Bias
The NZD remains vulnerable in a risk-off environment, with the kiwi pressured as global mood stays cautious. If risk appetite improves, the kiwi could tighten the gap; otherwise, downside pressure versus the USD and other majors may persist. (risk-off = investors move toward safer assets; policy easing = central bank cuts the policy rate.)
Key drivers
- Risk sentiment: persistent risk-off pressure weighs on the NZD as a commodity/export-linked currency.
- RBNZ policy path: October 2025 rate cut to 2.75% and expectations of further easing push the NZD under pressure.
- Relative central bank stance: the Fed’s cautious stance on rate cuts contrasts with the RBNZ’s easing cycle, affecting NZD/USD dynamics.

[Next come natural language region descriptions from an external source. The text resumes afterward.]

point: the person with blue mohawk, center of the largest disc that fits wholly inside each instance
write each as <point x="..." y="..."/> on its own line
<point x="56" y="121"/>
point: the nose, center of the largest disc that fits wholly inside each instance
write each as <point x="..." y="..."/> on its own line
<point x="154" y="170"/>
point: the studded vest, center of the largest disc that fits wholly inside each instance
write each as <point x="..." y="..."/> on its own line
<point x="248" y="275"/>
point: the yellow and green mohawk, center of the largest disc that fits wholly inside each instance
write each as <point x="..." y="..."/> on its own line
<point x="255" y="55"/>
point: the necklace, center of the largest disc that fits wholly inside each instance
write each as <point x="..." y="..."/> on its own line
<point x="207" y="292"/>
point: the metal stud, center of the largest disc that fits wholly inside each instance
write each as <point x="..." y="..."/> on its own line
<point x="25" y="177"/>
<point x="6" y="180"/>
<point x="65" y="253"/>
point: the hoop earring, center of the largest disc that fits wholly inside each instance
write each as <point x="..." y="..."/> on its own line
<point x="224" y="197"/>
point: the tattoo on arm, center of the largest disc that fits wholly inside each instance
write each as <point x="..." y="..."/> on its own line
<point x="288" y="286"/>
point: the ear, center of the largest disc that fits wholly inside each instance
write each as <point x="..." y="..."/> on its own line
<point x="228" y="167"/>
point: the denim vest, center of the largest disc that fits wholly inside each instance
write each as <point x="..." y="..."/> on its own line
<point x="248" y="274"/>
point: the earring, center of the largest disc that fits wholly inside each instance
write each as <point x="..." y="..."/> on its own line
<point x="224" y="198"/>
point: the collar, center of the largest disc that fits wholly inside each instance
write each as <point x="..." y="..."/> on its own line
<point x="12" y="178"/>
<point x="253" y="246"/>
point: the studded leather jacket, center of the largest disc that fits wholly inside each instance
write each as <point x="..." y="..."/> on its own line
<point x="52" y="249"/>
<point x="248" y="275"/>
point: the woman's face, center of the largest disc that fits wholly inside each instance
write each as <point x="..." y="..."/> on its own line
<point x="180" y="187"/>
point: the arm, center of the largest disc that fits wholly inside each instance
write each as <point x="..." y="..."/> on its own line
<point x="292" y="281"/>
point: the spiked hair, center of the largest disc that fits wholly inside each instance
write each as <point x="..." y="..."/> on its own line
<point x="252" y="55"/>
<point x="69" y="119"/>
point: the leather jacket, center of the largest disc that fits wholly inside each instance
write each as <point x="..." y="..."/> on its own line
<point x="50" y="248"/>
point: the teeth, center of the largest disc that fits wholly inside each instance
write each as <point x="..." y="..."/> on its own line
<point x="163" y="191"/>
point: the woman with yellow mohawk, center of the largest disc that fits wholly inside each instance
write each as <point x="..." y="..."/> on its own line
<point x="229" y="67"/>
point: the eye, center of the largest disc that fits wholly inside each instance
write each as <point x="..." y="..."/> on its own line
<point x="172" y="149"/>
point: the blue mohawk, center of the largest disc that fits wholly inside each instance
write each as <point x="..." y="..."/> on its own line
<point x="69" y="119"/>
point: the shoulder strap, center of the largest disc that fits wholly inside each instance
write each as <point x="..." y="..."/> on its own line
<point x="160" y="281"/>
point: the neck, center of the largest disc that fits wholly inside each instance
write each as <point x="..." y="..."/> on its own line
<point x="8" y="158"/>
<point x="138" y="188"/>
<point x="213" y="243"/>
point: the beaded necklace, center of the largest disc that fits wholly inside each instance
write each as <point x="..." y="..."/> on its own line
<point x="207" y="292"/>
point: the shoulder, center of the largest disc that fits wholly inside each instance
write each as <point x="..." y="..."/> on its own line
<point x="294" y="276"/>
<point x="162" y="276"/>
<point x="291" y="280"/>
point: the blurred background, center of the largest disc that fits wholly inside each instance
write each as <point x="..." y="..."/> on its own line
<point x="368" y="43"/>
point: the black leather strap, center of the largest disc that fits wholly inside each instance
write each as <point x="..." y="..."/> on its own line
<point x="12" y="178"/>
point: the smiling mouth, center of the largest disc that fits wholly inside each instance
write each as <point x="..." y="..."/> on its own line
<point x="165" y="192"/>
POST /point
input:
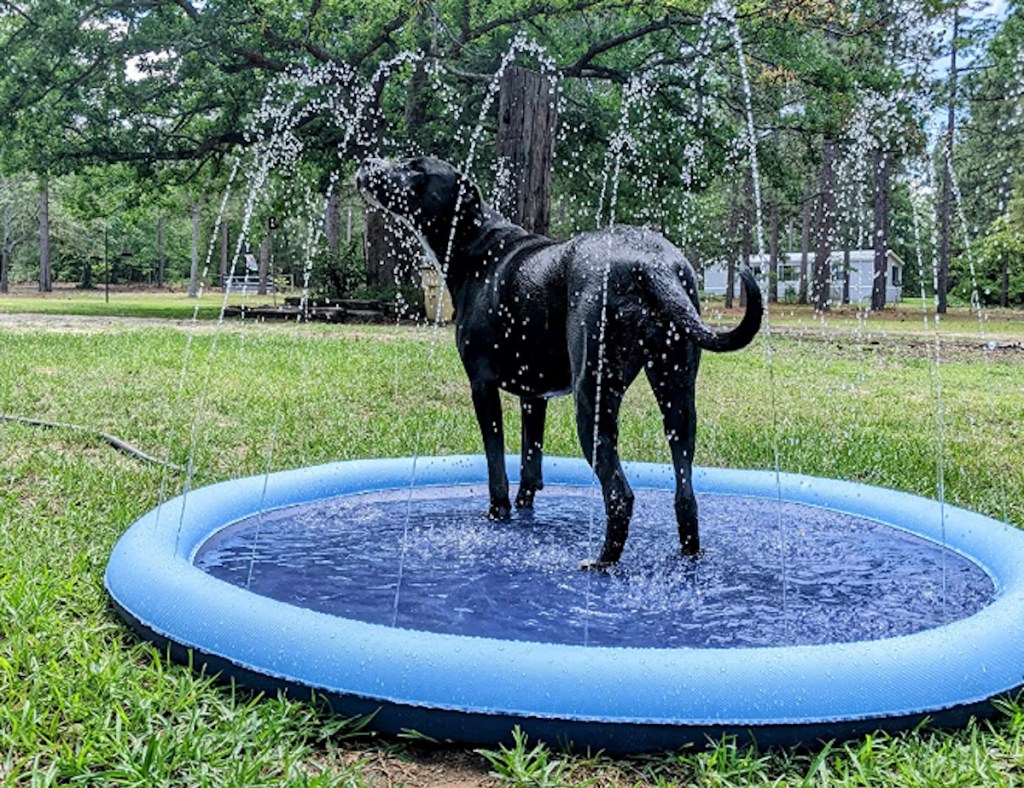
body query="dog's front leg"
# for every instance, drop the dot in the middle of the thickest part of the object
(530, 480)
(487, 404)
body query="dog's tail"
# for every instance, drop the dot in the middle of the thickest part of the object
(673, 301)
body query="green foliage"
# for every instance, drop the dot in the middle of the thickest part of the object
(525, 767)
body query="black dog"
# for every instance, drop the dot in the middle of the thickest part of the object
(540, 319)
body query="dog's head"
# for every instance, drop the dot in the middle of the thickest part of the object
(430, 194)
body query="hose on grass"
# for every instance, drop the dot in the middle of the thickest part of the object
(115, 441)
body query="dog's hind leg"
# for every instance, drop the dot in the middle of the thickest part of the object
(674, 388)
(487, 404)
(530, 480)
(604, 460)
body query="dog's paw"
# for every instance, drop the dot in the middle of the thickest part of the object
(500, 511)
(524, 497)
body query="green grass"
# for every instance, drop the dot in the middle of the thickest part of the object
(82, 700)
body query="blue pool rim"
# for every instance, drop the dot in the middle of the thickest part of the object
(622, 700)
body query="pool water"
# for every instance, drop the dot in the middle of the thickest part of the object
(771, 573)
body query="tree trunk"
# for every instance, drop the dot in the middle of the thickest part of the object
(526, 119)
(946, 205)
(805, 251)
(825, 227)
(161, 261)
(332, 224)
(391, 251)
(732, 249)
(745, 242)
(224, 251)
(882, 186)
(846, 271)
(773, 254)
(1005, 283)
(264, 263)
(45, 266)
(194, 270)
(5, 251)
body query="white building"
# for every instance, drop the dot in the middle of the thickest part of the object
(861, 274)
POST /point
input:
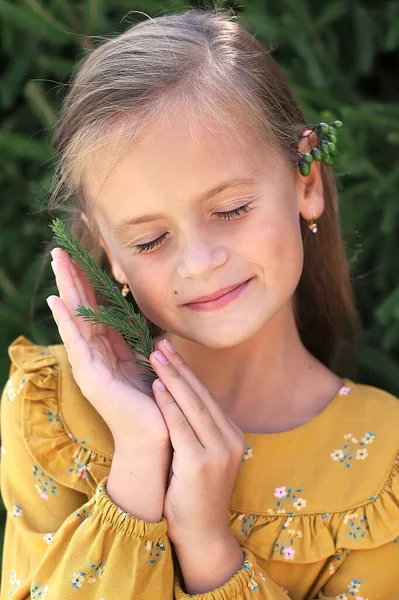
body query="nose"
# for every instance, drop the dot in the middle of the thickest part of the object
(200, 256)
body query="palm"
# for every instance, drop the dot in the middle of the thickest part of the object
(103, 365)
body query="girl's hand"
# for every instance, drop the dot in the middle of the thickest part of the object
(102, 364)
(208, 450)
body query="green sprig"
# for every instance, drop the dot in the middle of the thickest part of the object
(120, 317)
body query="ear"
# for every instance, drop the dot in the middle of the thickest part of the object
(310, 188)
(117, 272)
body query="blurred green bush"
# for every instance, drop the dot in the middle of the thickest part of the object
(341, 58)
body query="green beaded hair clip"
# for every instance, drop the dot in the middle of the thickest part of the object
(326, 139)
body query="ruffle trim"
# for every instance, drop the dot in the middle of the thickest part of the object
(54, 448)
(303, 538)
(292, 537)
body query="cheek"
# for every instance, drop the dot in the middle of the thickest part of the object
(279, 251)
(152, 291)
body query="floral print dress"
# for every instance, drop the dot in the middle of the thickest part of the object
(315, 509)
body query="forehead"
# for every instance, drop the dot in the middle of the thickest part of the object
(172, 162)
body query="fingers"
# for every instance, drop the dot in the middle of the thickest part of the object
(222, 420)
(71, 291)
(184, 404)
(181, 433)
(76, 346)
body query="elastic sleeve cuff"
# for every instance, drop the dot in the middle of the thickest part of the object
(113, 516)
(242, 585)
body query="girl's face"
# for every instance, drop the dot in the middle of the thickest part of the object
(166, 178)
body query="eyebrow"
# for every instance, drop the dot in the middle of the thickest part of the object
(125, 224)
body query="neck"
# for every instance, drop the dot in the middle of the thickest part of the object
(269, 382)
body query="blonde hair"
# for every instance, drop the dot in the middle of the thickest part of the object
(204, 62)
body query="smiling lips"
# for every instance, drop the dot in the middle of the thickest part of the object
(221, 301)
(215, 295)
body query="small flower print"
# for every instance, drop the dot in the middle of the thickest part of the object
(95, 569)
(52, 417)
(253, 585)
(337, 455)
(346, 453)
(45, 484)
(300, 503)
(14, 582)
(286, 540)
(288, 552)
(354, 586)
(247, 522)
(39, 592)
(17, 511)
(281, 492)
(368, 438)
(159, 549)
(77, 579)
(247, 453)
(344, 391)
(361, 454)
(290, 498)
(356, 531)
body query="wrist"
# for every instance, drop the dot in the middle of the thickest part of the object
(129, 485)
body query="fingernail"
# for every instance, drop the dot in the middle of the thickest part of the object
(161, 358)
(160, 385)
(49, 300)
(168, 345)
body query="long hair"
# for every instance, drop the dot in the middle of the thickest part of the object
(203, 62)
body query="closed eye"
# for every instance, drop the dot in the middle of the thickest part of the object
(227, 216)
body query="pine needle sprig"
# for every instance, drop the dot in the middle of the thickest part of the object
(121, 317)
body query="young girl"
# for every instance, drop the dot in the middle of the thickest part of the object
(249, 469)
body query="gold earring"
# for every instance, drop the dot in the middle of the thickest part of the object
(125, 290)
(312, 225)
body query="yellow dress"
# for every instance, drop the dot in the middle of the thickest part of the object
(315, 509)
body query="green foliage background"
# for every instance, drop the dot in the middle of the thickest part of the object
(341, 58)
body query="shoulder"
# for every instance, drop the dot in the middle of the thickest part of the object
(331, 485)
(358, 448)
(61, 428)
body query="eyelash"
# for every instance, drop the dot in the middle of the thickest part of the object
(227, 216)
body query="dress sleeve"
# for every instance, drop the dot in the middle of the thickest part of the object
(366, 575)
(249, 583)
(59, 540)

- Trade tensions: U.S. tariffs on NZ exports heighten export revenue concerns and inflationary pressures.
- Domestic politics: the 2026 New Zealand general election introduces policy uncertainty that could influence NZD sentiment.
Range
NZD/USD is at 14-day highs near 0.5795, 1.0% above its 3-month average of 0.5737, having traded in a quite stable 4.5% range from 0.5590 to 0.5839.

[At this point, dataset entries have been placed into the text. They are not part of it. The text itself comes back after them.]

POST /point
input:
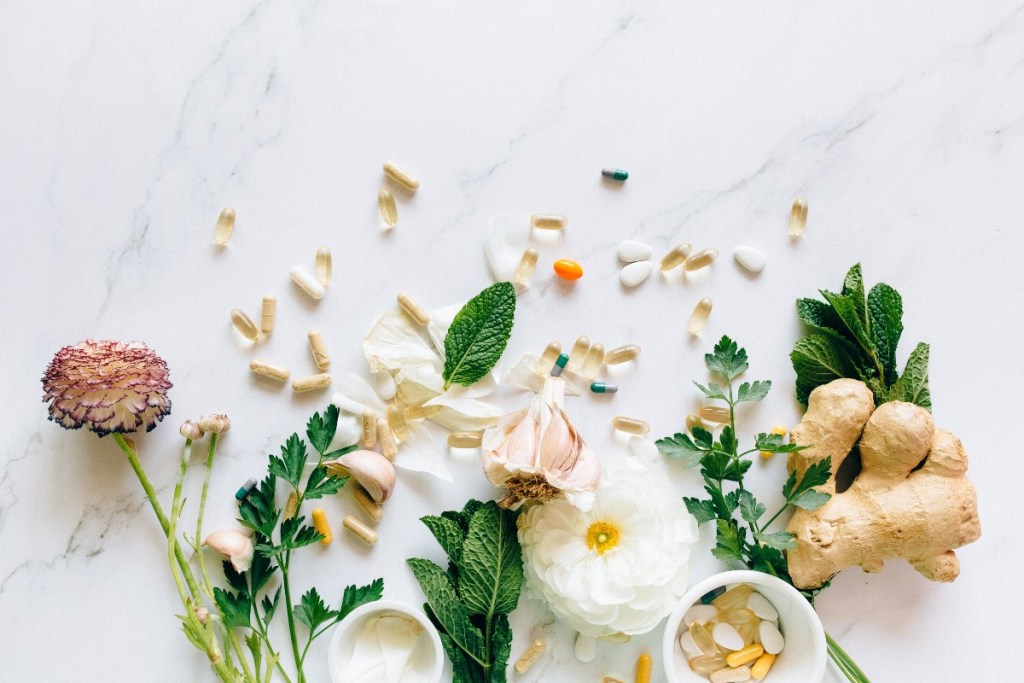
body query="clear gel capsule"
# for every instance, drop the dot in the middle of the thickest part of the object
(225, 224)
(698, 317)
(244, 325)
(325, 266)
(385, 204)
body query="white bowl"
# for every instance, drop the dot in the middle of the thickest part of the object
(346, 633)
(803, 660)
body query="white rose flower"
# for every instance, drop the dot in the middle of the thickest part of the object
(621, 566)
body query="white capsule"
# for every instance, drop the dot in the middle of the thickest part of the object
(751, 259)
(631, 251)
(307, 283)
(635, 273)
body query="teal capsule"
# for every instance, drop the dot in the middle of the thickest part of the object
(614, 174)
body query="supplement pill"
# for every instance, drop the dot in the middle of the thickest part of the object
(399, 176)
(567, 269)
(225, 224)
(244, 325)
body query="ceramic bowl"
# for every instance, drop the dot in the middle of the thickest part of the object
(348, 631)
(803, 660)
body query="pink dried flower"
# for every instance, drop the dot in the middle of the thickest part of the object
(108, 386)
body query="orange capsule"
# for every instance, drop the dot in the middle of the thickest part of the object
(568, 269)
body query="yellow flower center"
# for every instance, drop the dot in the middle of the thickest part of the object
(602, 537)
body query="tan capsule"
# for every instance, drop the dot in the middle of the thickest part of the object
(311, 383)
(325, 265)
(359, 530)
(529, 656)
(715, 414)
(369, 429)
(524, 271)
(630, 425)
(465, 439)
(372, 509)
(225, 224)
(385, 204)
(413, 309)
(675, 256)
(698, 317)
(389, 449)
(700, 259)
(244, 325)
(798, 217)
(548, 357)
(268, 371)
(268, 313)
(549, 221)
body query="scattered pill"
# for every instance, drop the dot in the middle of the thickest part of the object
(244, 489)
(751, 259)
(675, 256)
(630, 425)
(267, 314)
(225, 225)
(307, 283)
(635, 273)
(567, 269)
(413, 309)
(798, 217)
(630, 251)
(360, 530)
(529, 656)
(311, 383)
(548, 221)
(268, 371)
(399, 176)
(323, 525)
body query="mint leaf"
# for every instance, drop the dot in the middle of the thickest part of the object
(478, 335)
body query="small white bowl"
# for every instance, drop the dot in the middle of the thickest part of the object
(803, 660)
(346, 633)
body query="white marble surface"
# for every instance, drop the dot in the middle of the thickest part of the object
(125, 127)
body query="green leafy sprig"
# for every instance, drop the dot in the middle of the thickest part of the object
(855, 335)
(470, 601)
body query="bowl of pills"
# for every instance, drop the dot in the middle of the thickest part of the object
(743, 626)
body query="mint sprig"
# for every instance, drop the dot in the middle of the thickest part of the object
(478, 335)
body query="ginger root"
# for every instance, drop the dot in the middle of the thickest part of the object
(911, 499)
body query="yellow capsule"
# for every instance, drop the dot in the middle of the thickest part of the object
(325, 266)
(399, 176)
(369, 429)
(244, 325)
(622, 354)
(524, 271)
(360, 530)
(267, 314)
(323, 525)
(268, 371)
(373, 509)
(413, 309)
(675, 256)
(700, 259)
(762, 666)
(630, 425)
(549, 221)
(225, 224)
(318, 349)
(311, 383)
(644, 665)
(798, 217)
(698, 317)
(529, 657)
(385, 204)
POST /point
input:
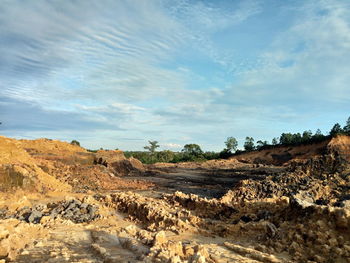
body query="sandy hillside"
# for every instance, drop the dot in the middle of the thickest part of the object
(60, 203)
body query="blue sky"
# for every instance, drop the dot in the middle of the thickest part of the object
(115, 74)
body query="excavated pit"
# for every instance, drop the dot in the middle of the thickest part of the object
(106, 208)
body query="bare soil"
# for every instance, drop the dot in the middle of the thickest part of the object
(60, 203)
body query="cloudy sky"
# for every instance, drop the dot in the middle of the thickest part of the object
(115, 74)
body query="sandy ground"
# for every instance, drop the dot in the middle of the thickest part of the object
(59, 203)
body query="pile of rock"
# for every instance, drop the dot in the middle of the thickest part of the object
(74, 210)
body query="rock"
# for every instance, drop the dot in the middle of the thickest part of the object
(34, 217)
(160, 238)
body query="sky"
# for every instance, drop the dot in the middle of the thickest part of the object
(117, 73)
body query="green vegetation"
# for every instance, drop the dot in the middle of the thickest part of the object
(193, 152)
(249, 144)
(75, 142)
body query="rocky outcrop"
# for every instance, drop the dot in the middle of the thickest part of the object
(118, 164)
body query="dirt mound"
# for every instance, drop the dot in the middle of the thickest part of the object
(283, 155)
(118, 164)
(19, 169)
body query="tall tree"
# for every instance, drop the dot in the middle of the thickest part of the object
(231, 144)
(336, 130)
(249, 144)
(307, 135)
(347, 127)
(274, 141)
(192, 149)
(153, 145)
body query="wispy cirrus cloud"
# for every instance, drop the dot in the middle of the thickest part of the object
(179, 71)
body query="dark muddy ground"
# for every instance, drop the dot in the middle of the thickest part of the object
(210, 183)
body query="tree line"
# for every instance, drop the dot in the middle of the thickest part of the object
(193, 152)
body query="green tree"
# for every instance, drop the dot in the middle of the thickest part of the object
(274, 141)
(347, 127)
(165, 156)
(261, 144)
(286, 138)
(249, 144)
(336, 130)
(75, 142)
(231, 144)
(307, 135)
(153, 145)
(192, 149)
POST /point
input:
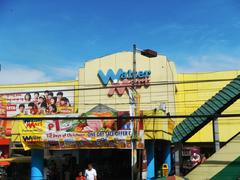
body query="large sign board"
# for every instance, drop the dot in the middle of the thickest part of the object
(80, 133)
(123, 79)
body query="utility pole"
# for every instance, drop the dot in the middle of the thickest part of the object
(133, 114)
(132, 93)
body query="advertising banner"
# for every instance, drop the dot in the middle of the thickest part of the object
(81, 133)
(39, 101)
(31, 133)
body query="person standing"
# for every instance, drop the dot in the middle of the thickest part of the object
(80, 176)
(90, 173)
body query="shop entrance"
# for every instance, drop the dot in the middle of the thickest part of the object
(109, 163)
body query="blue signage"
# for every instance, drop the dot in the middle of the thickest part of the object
(121, 75)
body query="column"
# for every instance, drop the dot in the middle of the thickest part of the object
(167, 156)
(150, 159)
(37, 164)
(216, 134)
(177, 157)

NZD/EUR is at 90-day highs near 0.4977, 1.0% above its 3-month average of 0.4928, having traded in a very stable 2.6% range from 0.4850 to 0.4977.

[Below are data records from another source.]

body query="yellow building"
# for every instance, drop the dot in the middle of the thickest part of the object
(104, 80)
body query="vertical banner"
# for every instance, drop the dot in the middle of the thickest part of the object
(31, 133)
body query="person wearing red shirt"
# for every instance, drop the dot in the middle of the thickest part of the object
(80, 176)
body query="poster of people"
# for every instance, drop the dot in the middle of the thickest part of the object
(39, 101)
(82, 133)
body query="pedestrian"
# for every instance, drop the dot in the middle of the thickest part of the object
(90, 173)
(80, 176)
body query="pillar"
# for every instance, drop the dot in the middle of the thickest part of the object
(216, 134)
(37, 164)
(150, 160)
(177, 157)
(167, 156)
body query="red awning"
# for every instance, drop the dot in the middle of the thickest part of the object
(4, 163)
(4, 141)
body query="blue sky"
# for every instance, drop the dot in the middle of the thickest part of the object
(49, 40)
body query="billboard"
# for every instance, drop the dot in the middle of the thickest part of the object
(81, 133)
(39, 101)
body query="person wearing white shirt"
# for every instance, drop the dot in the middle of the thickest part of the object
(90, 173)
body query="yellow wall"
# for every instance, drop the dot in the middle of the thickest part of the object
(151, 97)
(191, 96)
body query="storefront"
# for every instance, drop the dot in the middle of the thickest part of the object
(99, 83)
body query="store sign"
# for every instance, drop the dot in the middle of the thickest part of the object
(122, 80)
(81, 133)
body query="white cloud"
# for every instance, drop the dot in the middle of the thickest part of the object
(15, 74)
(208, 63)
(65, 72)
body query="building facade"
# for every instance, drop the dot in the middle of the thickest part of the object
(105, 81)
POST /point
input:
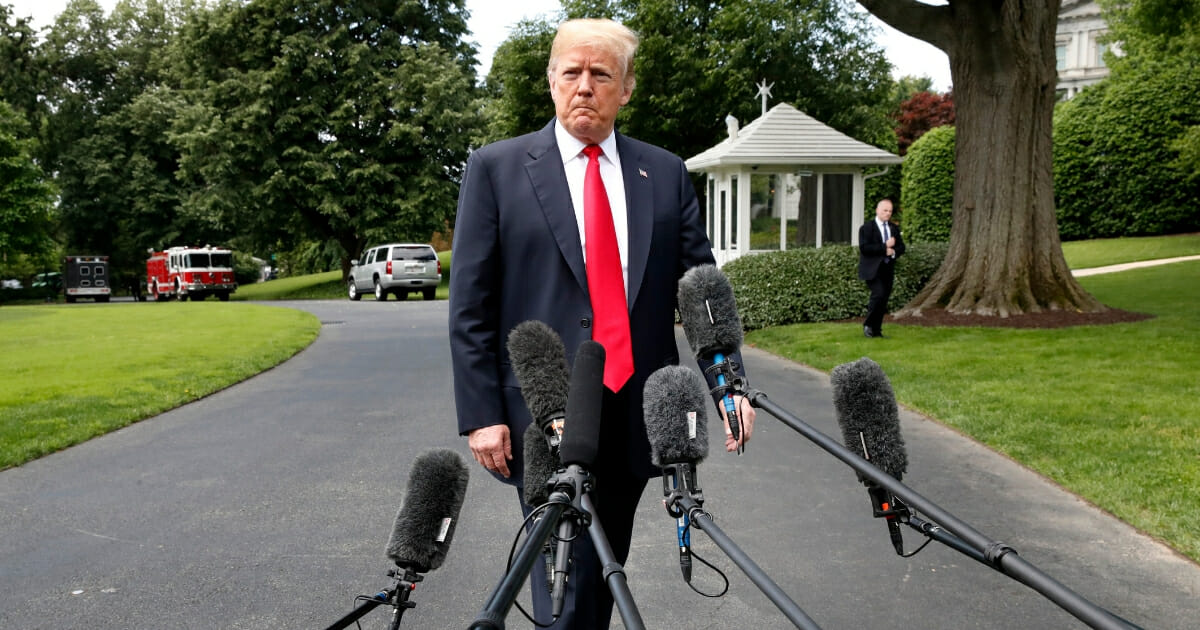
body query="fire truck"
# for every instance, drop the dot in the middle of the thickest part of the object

NZD/GBP is at 14-day highs near 0.4317, near its 3-month average, having traded in a very stable 2.3% range from 0.4268 to 0.4368.
NZD/JPY is at 90-day highs near 91.64, 2.6% above its 3-month average of 89.35, having traded in a relatively stable 6.3% range from 86.24 to 91.64.
What could change it
- A rebound in global risk appetite or stronger commodity prices would lift NZD on risk-sensitive dynamics.
- A shift toward less aggressive RBNZ easing, or signals of higher policy rates than priced in, would support the NZD.
- Progress resolving U.S. tariffs on NZ exports or a cooler U.S. rate-cut path would alter USD strength and NZD prospects.
- Election outcomes that clear policy direction could reduce uncertainty and support NZD sentiment.